Reg No
31304204
Rating
Regional
Categories of Special Interest
Architectural, Historical, Social
Original Use
House
In Use As
House
Date
1833 - 1838
Coordinates
67053, 308276
Date Recorded
12/01/2011
Date Updated
--/--/--
Attached three-bay two-storey house, extant 1838, on a T-shaped plan centred on single-bay single-storey flat-roofed projecting porch to ground floor. Replacement pitched fibre-cement tile roof with ridge tiles, paired rendered central chimney stacks having chamfered capping supporting terracotta or yellow terracotta tapered pots, concrete or rendered coping to gables, rooflight to rear (west) pitch, and uPVC rainwater goods on eaves boards on rendered eaves. Rendered, ruled and lined walls. Square-headed window openings with rendered sills, and concealed dressings framing two-over-two timber sash windows having exposed sash boxes. Street fronted.
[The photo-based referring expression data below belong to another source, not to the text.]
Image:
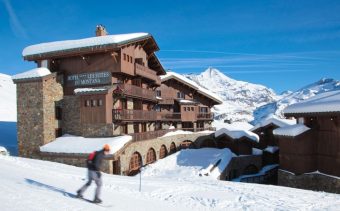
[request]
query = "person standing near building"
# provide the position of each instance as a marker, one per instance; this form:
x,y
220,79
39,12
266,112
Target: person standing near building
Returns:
x,y
94,163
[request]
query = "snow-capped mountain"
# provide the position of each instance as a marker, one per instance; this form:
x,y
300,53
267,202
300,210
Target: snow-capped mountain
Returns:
x,y
240,98
8,112
288,98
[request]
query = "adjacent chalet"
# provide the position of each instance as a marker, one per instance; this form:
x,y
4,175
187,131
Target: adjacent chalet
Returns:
x,y
184,104
268,142
310,150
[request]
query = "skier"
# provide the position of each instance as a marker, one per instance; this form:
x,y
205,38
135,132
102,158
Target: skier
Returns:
x,y
93,166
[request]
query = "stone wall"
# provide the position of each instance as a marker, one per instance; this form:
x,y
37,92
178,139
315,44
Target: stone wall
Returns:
x,y
71,115
142,148
316,182
36,124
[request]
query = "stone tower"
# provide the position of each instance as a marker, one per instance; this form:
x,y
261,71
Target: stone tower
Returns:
x,y
38,95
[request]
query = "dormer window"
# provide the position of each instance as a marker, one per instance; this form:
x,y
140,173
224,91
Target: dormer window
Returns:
x,y
180,95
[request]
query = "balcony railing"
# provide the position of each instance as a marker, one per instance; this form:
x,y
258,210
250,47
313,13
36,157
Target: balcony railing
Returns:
x,y
147,73
148,135
133,115
201,116
135,91
171,116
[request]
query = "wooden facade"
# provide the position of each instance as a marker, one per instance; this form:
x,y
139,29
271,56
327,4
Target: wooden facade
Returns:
x,y
315,150
183,107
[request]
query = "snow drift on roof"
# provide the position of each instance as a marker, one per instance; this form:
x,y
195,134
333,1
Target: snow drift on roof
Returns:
x,y
201,90
34,73
81,43
77,144
274,120
292,130
85,90
237,134
324,102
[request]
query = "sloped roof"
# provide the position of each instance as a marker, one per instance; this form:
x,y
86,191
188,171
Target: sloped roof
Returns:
x,y
32,74
93,43
321,103
292,130
237,134
192,84
273,120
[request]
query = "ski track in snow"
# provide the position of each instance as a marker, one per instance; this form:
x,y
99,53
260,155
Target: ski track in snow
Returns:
x,y
40,185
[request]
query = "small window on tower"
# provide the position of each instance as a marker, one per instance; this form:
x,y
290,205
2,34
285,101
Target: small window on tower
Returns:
x,y
94,103
100,102
87,103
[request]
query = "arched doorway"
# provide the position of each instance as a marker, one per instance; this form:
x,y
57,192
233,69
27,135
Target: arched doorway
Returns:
x,y
186,144
135,164
163,152
251,169
150,156
172,148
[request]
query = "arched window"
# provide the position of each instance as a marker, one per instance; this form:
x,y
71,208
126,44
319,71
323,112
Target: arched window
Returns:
x,y
135,163
151,156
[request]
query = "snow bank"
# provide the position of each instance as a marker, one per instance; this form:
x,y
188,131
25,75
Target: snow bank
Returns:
x,y
237,134
77,144
34,73
177,132
194,85
190,163
28,184
274,120
271,149
324,102
256,151
293,130
81,43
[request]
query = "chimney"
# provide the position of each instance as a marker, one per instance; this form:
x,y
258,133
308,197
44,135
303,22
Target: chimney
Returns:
x,y
100,30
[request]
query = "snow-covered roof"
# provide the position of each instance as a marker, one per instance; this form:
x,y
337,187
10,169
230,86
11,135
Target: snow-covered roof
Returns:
x,y
274,120
271,149
77,144
324,102
88,90
182,101
34,73
81,43
292,130
188,82
237,134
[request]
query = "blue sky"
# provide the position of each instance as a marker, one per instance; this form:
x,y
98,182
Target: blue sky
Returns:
x,y
281,44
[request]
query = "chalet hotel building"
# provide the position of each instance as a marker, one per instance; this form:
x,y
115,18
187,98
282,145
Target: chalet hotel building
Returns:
x,y
103,86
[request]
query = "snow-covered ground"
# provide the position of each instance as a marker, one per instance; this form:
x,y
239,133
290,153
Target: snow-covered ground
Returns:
x,y
40,185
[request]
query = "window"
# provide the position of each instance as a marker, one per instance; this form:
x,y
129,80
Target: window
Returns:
x,y
180,95
58,132
94,103
87,103
58,113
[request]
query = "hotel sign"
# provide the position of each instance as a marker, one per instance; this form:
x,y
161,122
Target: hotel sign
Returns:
x,y
85,79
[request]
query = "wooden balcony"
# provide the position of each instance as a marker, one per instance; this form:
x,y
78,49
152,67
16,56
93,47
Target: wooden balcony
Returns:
x,y
135,91
148,135
147,73
171,116
205,116
133,115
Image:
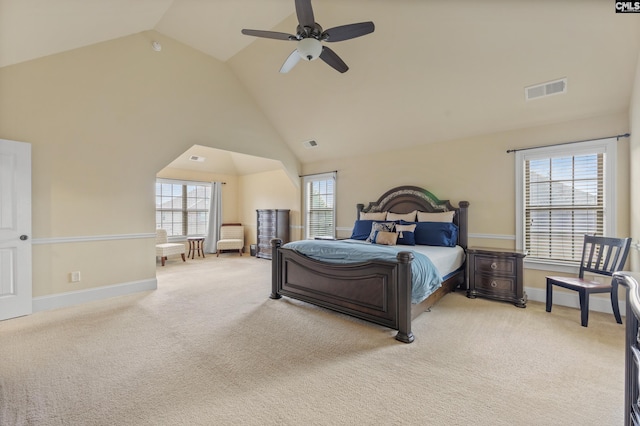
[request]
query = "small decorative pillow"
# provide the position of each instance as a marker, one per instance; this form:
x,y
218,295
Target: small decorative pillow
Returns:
x,y
435,217
406,234
373,216
379,226
409,217
386,238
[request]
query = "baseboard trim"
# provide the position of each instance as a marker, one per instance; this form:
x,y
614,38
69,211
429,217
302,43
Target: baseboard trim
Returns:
x,y
70,298
563,298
A house representing an integral component of the built heritage of Doogort with the architectural value of the composition, one erected as part of the so-called "Colony" founded (1833) by Reverend Edward Nangle (1799-1883) of the Church of Ireland Missionary Society (Lawson 1842, 393; Hall 1843 III, 385), suggested by such attributes as the compact plan form centred on a replacement porch; and the disproportionate bias of solid to void in the massing compounded by the diminishing in scale of the openings on each floor producing a graduated visual impression. NOTE: The home of Neason Wildridge "Saint Luke" Adams (1777-1859) who gave up a lucrative medical practice in Kingstown [Dún Laoghaire] to tend to the poor and sick of Achill Island.